We are delighted that Jim Ring's (English, 1976) latest book How the Navy Won the War: The Real Instrument of Victory 1914-1918 , , has been shortlisted for the Mountbatten Award, the leading maritime literary prize. We Come Unseen: The Untold Story of Britain's Cold War Submariners, his previous work on the Royal Navy, was one of the first winners of the prize.
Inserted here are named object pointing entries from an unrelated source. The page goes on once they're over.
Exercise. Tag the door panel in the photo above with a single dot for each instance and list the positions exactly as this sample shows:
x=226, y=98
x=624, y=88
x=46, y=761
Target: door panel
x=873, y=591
Our Michaelmas Dinner on 2 October is a great way to start the academic year is, which is open to all Fellows. This year the Dinner was packed, as we said goodbye to several Fellows and hello to more, with an excellent dinner.

I took time out from term planning to watch my home team Grimsby Town go down to a 7 – 1 defeat by Chelsea at Stamford Bridge in the League Cup on 25 September. Although disappointing it was curiously uplifting to see some 6600 cheering supporters coming from the North to London. We were lucky enough to entertain at Brasenose Michael Jolley, the Grimsby manager, last summer and hope to welcome him back next year (after the club have won promotion on which they can now concentrate!). 

I have been reading the excellent 15 Minutes of Power by Peter Riddell (Profile Books), about the life of Ministers.